CW 5 Mile 0 to Monarch Pass
Though the rain stops in the night (and we are not swept away in a flash flood), we wake to incredible dampness in the narrow canyon too close to the river. And there’s only more dampness to confront: damp clothes, wet packs, soaked shoes. I put this off, if only temporarily, cooking hot soup for breakfast from the comfort of my relatively dry sleeping bag.
It’s only 11 miles to town and the promise of showers and laundry and dry everything. But of course the divide stands in between and here I am all soggy at the bottom. So on go the cold, wet clothes and soggy shoes, which warm up somewhat as I climb the steep hill, past lakes (Lakes!) until I am again walking right on the continental divide following a pleasantly crooked path past old looking stone cairns covered in lichens.

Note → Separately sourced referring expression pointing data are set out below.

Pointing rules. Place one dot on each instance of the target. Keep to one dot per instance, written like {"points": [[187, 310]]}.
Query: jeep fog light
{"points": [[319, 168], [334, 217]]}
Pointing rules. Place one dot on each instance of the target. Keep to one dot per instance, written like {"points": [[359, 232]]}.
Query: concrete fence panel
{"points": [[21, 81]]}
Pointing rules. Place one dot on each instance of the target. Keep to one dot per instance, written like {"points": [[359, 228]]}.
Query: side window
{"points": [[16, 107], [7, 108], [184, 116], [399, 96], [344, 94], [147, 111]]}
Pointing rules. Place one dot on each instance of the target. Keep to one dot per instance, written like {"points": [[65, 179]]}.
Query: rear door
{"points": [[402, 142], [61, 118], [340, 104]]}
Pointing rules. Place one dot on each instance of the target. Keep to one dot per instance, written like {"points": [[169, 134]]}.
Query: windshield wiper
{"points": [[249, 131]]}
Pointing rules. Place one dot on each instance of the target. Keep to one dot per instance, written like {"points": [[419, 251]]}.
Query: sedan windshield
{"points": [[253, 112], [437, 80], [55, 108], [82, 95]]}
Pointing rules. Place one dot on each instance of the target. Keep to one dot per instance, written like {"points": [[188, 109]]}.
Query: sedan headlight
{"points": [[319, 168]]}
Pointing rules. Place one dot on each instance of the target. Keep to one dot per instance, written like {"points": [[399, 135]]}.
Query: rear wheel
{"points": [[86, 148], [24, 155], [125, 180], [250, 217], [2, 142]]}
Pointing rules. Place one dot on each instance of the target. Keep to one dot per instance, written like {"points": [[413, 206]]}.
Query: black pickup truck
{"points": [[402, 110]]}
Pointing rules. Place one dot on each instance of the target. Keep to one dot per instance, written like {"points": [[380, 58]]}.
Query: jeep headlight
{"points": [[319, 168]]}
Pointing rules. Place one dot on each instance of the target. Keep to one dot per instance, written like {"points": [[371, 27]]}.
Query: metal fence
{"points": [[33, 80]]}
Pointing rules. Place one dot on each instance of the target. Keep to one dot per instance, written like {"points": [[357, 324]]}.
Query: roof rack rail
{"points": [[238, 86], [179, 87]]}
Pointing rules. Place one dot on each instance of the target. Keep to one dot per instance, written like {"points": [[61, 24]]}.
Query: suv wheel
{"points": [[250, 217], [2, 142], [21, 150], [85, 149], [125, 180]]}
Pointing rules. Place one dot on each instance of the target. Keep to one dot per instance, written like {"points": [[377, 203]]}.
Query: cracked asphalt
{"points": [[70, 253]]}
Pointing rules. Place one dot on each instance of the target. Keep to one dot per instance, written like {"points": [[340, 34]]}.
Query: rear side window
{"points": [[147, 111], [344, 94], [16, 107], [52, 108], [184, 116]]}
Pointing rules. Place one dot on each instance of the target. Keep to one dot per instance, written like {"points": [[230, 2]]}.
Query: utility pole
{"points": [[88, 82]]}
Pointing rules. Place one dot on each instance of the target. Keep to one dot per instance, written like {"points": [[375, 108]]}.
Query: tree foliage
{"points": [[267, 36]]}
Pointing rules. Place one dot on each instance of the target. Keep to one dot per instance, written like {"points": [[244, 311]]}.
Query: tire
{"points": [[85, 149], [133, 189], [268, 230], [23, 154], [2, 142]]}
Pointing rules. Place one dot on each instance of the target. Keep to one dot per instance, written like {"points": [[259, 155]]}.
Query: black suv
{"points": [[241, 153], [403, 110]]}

Much of the way down is a ridge walk. Which is pretty much my favorite, views on both sides, until the trail deposits me on the dirt roads of an off season ski resort. The roads are a maze and there are no signs. I tried up a steep, steep road, double checking my phone all the way only to get to the top and find out I was walking up a black diamond run.
I drain my phone batteries using GPS to navigate, wondering what happened to Steph who was right behind me until she isn’t. I later learn that she did some steep bonus miles, lost at the ski resort (her phone GPS hasn’t been working).
On and on, the trail seems to go, winding full circles around unnecessary mountains. I hike to see amazing views, but sometimes nothing is more amazing than rounding the bend to see a giant parking lot and a weathered mid century modern rest stop- gift shop.Inside, near dusty taxidermy porcupines, stone arrowheads and other curiosities, there’s a hiker box tucked in a corner. A giant air freshener has been strategically placed, synthetic floral aromas doing serious competition with hiker stench.
We score a ride to town with the second person we acost, a father from Leadville out mountain biking with his young sons. He deposits us near the hostel in Salida (though it is out of his way – thank you again!), which is rumored to be hiker friendly. But the big NO glows orange on the vacancy sign. Out faces droop in such sadness, but we go in anyway to see if they have space for tomorrow.
But they are so hiker friendly we can sleep on the floor for cheap and there’s bunk space for tomorrow. So much happiness. And Glimmer and Arcade are here!
We don crazy town outfits from the loaner clothes pile and hit up the grocery store. Finally, two weeks later, we make the eggs and veggies we dreamed up way back on day one.